Windows dynamically allocates port numbers in the range 1024-5000 (3977 ports) when you do not explicitly bind the socket address. This Python code demonstrates the problem:
import socket
sockets = []
while True:
s = socket.socket()
s.connect(('some_host', 80))
sockets.append(s.getsockname())
s.close()
print len(sockets)
sockets.sort()
print "Lowest port: ", sockets[0][1], " Highest port: ", sockets[-1][1]
# on Windows you should see something like this...
3960
Lowest port: 1025 Highest port: 5000
If you try to run this immeditaely again, it should fail very quickly since all dynamic ports are in the TIME_WAIT state.

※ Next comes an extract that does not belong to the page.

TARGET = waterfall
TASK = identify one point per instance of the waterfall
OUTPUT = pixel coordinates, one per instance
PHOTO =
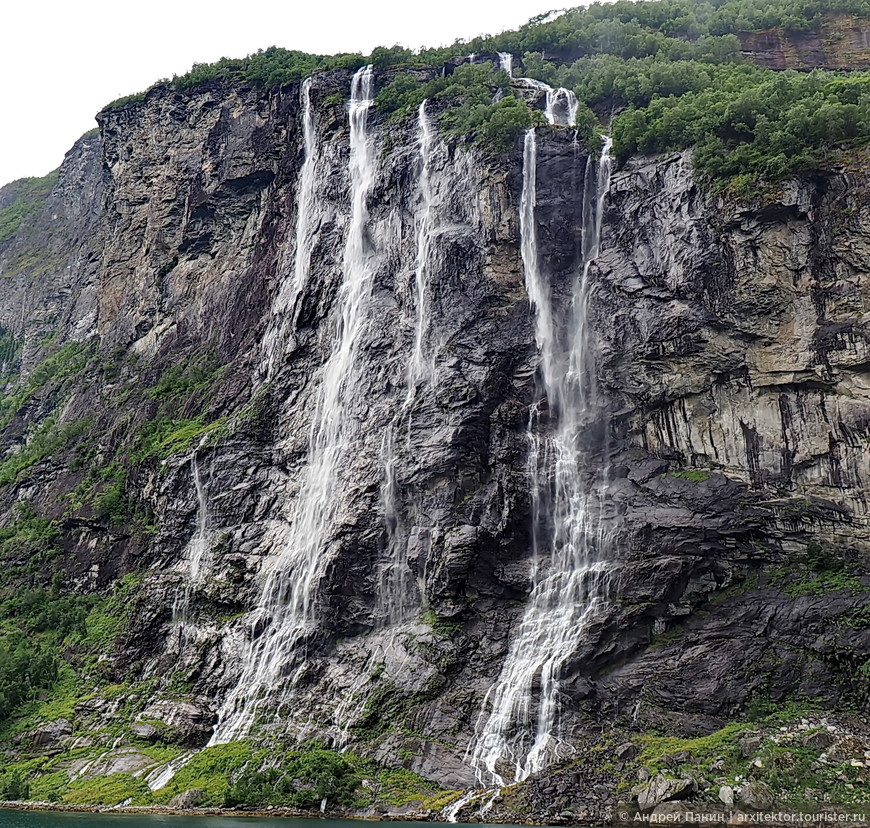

There are a few ways around this:
Manage your own port assignments and
use bind() to explicitly bind your
client socket to a specific port
that you increment each time your
create a socket. You'll still have
to handle the case where a port is
already in use, but you will not be
limited to dynamic ports. e.g.
port = 5000
while True:
s = socket.socket()
s.bind(('your_host', port))
s.connect(('some_host', 80))
s.close()
port += 1
Fiddle with the SO_LINGER socket
option. I have found that this
sometimes works in Windows (although
not exactly sure why):
s.setsockopt(socket.SOL_SOCKET,
socket.SO_LINGER, 1)
I don't know if this will help in
your particular application,
however, it is possible to send
multiple XMLRPC requests over the
same connection using the
multicall method. Basically
this allows you to accumulate
several requests and then send them
all at once. You will not get any
responses until you actually send
the accumulated requests, so you can
essentially think of this as batch
processing - does this fit in with
your application design?
Update:
I tossed this into the code and it seems to be working now.
if(::connect(s_, (sockaddr *) &addr, sizeof(sockaddr)))
{
int err = WSAGetLastError();
if(err == 10048) //if socket in user error, force kill and reopen socket
{
closesocket(s_);
WSACleanup();
WSADATA info;
WSAStartup(MAKEWORD(2,0), &info);
s_ = socket(AF_INET,SOCK_STREAM,0);
setsockopt(s_,SOL_SOCKET,SO_REUSEADDR,(char*)&x,sizeof(BOOL));
}
}
Basically, if you encounter the 10048 error (socket in use), you can simply close the socket, call cleanup, and restart WSA, the reset the socket and its sockopt
(the last sockopt may not be necessary)
i must have been missing the WSACleanup/WSAStartup calls before, because closesocket() and socket() were definitely being called
this error only occurs once every 4000ish calls.
I am curious as to why this may be, even though this seems to fix it.
If anyone has any input on the subject i would be very curious to hear it
Do you close the sockets after using it?